Il 24 febbraio prossimo sarà un anno che il conflitto sotto traccia, solcato dalla disperata cavalcata dell’Occidente verso l’Oriente, è sfociato in conflitto militare aperto. Un conflitto denso di incognite, che l’Occidente, nonostante le sue strategie messe in atto soprattutto negli ultimi 13 anni, non riesce a venirne a capo.

Biden si reca a Kiev a rassicurare che il mondo è con l’Ucraina, le democrazie sono a fianco dell’Ucraina, perchè l’America è al fianco degli Ucraini.

Uno <<sfavillante>> Zelensky, così lo descrive il giornale ”la Repubblica”, durante l’incontro con Biden conferma che l’Ucraina sta vincendo per la rafforzata ed ostinata volontà del suo popolo a resistere. Usa come esempio gli esiti sul campo di battaglia degli ultimi giorni, proponendo come emblema proprio quanto accade a Bakhmut, teatro di aspri combattimenti tra le forze militari russe e ucraine per il controllo strategico lungo il corso del fiume Bakhmutka, affluente del Dnepr. La cittadina si è svuotata, la maggior parte della popolazione è fuggita per scappare alle conseguenze della guerra. Zelensky dichiara che essa, a causa dei colpi della artiglieria russa, è ridotta ad un cumolo di rovine, nonostante tutto con poche migliaia è decisa a resistere a costo della vita.

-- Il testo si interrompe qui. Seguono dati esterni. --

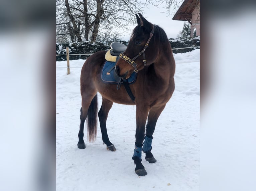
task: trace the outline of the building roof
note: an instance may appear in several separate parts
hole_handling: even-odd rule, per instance
[[[200,3],[200,0],[184,0],[172,20],[190,21],[192,18],[192,12]]]

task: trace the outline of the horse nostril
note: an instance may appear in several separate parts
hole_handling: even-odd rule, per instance
[[[119,75],[120,73],[120,68],[118,66],[116,66],[116,73],[117,74]]]

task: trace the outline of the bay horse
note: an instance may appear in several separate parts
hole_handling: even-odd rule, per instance
[[[116,75],[123,80],[128,78],[133,72],[137,73],[136,82],[130,86],[135,99],[131,99],[123,86],[117,90],[116,85],[106,84],[101,80],[107,51],[98,52],[89,57],[81,72],[82,107],[77,145],[79,148],[85,148],[84,126],[87,118],[89,140],[93,141],[97,136],[98,92],[102,97],[98,113],[102,140],[109,151],[116,150],[109,140],[106,126],[113,102],[136,105],[135,141],[132,158],[136,165],[136,174],[145,176],[147,173],[141,163],[142,151],[145,153],[146,161],[150,163],[156,162],[151,152],[152,135],[157,119],[174,91],[175,63],[163,29],[152,24],[140,13],[138,15],[135,14],[138,25],[133,30],[126,50],[119,55],[115,69]]]

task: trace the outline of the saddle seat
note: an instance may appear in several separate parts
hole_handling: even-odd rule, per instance
[[[110,45],[111,49],[108,51],[105,55],[105,59],[110,62],[116,62],[119,58],[118,56],[124,52],[127,47],[118,42],[113,42]]]
[[[127,47],[118,42],[113,42],[110,45],[110,54],[113,56],[119,56],[126,49]]]

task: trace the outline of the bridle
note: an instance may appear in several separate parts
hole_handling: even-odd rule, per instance
[[[150,34],[149,34],[149,38],[148,38],[148,41],[147,42],[147,43],[146,43],[146,44],[145,45],[145,46],[143,48],[143,49],[141,51],[140,51],[139,53],[138,54],[137,56],[135,56],[132,59],[131,59],[128,56],[125,55],[124,54],[122,53],[121,53],[120,54],[120,55],[119,55],[119,57],[126,61],[128,63],[130,64],[130,65],[131,65],[133,68],[134,68],[134,72],[135,73],[138,73],[138,70],[137,70],[137,66],[138,65],[135,63],[135,62],[134,62],[134,60],[137,58],[138,57],[139,57],[139,56],[140,56],[141,55],[141,54],[143,54],[143,63],[144,64],[144,66],[146,66],[146,65],[147,65],[147,60],[146,60],[146,57],[145,57],[145,54],[144,52],[146,50],[146,49],[147,49],[147,48],[148,48],[148,43],[149,42],[149,41],[150,41],[150,40],[151,39],[151,38],[152,38],[152,37],[153,36],[153,35],[154,34],[154,31],[155,30],[155,27],[154,26],[154,25],[153,26],[153,29],[152,29],[152,30],[151,31],[151,32],[150,32]]]

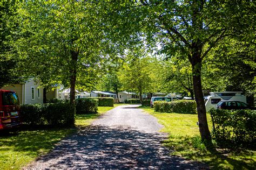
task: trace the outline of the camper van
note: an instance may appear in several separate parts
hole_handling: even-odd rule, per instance
[[[14,91],[0,90],[0,130],[21,125],[19,102]]]
[[[210,108],[216,108],[220,101],[237,101],[246,103],[246,97],[242,95],[242,91],[211,92],[210,94],[205,97],[206,111]]]

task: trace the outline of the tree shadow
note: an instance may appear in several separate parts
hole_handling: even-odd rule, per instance
[[[207,168],[170,156],[160,133],[129,128],[91,126],[62,140],[50,154],[30,167],[70,168]],[[17,148],[19,149],[18,147]],[[21,148],[22,149],[22,148]]]
[[[255,169],[256,163],[251,158],[253,152],[244,150],[230,150],[210,148],[207,150],[194,148],[191,142],[192,138],[188,137],[170,136],[168,140],[163,141],[164,146],[182,153],[182,156],[187,159],[202,160],[208,164],[211,169]],[[235,157],[237,157],[235,158]],[[240,156],[242,159],[239,159]],[[247,157],[248,157],[246,158]],[[250,157],[251,158],[250,158]],[[227,165],[227,162],[230,165]],[[230,166],[231,165],[231,166]],[[231,167],[232,166],[232,167]]]

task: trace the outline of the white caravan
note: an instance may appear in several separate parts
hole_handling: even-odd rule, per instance
[[[216,108],[217,103],[222,100],[237,101],[246,103],[246,97],[242,95],[242,91],[211,92],[210,94],[205,98],[206,111],[210,108]]]

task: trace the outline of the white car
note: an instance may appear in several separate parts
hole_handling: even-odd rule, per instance
[[[152,97],[151,101],[150,101],[150,107],[151,108],[153,108],[154,107],[154,101],[171,102],[178,100],[179,99],[174,97]]]

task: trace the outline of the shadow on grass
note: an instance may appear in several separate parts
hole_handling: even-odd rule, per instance
[[[197,138],[199,137],[171,136],[163,144],[176,151],[173,154],[181,155],[186,159],[205,162],[214,169],[255,169],[256,164],[253,159],[255,155],[254,151],[223,149],[207,150],[203,144],[197,142]]]
[[[38,164],[31,168],[39,166],[68,169],[204,167],[201,164],[170,156],[170,151],[160,142],[163,139],[160,133],[146,133],[128,127],[90,126],[62,140],[50,154],[38,159]]]
[[[18,151],[32,157],[43,154],[52,149],[55,144],[76,131],[71,128],[23,125],[16,130],[0,133],[0,153]]]
[[[83,115],[76,115],[76,120],[84,120],[87,119],[93,119],[100,116],[99,114],[92,113]]]

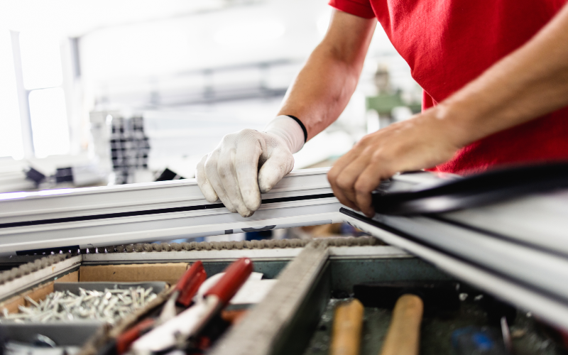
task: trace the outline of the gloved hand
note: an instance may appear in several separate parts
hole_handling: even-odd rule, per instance
[[[292,154],[304,143],[302,127],[288,116],[278,116],[261,132],[227,134],[197,165],[197,184],[209,202],[220,199],[231,212],[250,217],[261,207],[261,192],[294,168]]]

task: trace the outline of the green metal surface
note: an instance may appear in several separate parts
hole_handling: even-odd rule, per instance
[[[334,291],[353,292],[353,285],[385,281],[452,280],[447,274],[416,258],[332,260]]]
[[[347,299],[331,299],[320,318],[304,355],[327,355],[332,337],[333,315],[336,305]],[[366,307],[361,334],[361,355],[376,355],[383,346],[390,322],[390,310]],[[479,302],[462,302],[460,310],[450,317],[430,317],[422,321],[420,336],[422,355],[459,355],[452,346],[452,333],[468,326],[486,327],[487,315]],[[493,327],[498,332],[498,327]],[[534,319],[525,313],[518,312],[510,327],[515,355],[555,355],[562,353],[537,327]],[[481,353],[480,353],[481,354]],[[473,354],[472,354],[473,355]]]

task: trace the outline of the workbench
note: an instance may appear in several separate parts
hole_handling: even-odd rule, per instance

Ma quali sono i caratteri di questa popolazione, composta originariamente, a seconda dei censimenti del governo centrale di Kiev, qual’è la storia di questa città?

Se indaghiamo con lo sguardo obiettivo i conti non tornano. La città ha origini antiche quando lo Zar Ivan fece costruire una cittadella fortificata per proteggere i confini del sud della Rus’, ormai Moscovia, dai continui raid operati dalle forze dell’Orda d’Oro e del Khanato di Crimea. Nella storia moderna dal 1924 al 2016 essa ebbe fino al 2016 una diversa denominazione Ucraina: Artemivsk. La cittadina già fu luogo di combattimenti tra le forze militari separatiste locali e l’esercito nazionale di Kyev durante l’estate del 2014, quando a seguito dei fatti di piazza Maidan nel Donetc’s e nel sud est Ucraino si infiammarono i moti separatisti e autonomisti. Quello che si puó ricostruire circa la storia recente di questa città è controverso. Nelle elezioni politiche del 2012 vinte dal Partito delle Regioni (del Presidente Yanukovic che quelle elezioni le vinse, e che poi fu costretto a dimettersi dalle rivolte di piazza Kieviana del dicembre 2013 e inizio 2014), lo stesso partito, di orientamento “euroscettico” e favorevole ad una ampia autonomia dei vari Oblast, si affermó con il 72% dei voti. Evidentemente se a Kiev e in Volina e Galizia pulsava una forza ribelle nazionalista che guardava alle forze del mercato ad Occidente ed ai suoi circuiti finanziari, gran parte del paese non era proprio di questo l’umore, e non lo era soprattutto nelle regioni dell’ Est del paese e nel Donbass dove ancora era forte la catena economica del mercato, che via carbone e via gas, guardava ad un “cartello” di alleanza tra produttori di materie prime energetiche con le corporation economiche Russe. A Kiev, Galizia, Volina, Donetc’s e Lughansk i lavoratori tutti attratti lungo le catene della produzione del valore.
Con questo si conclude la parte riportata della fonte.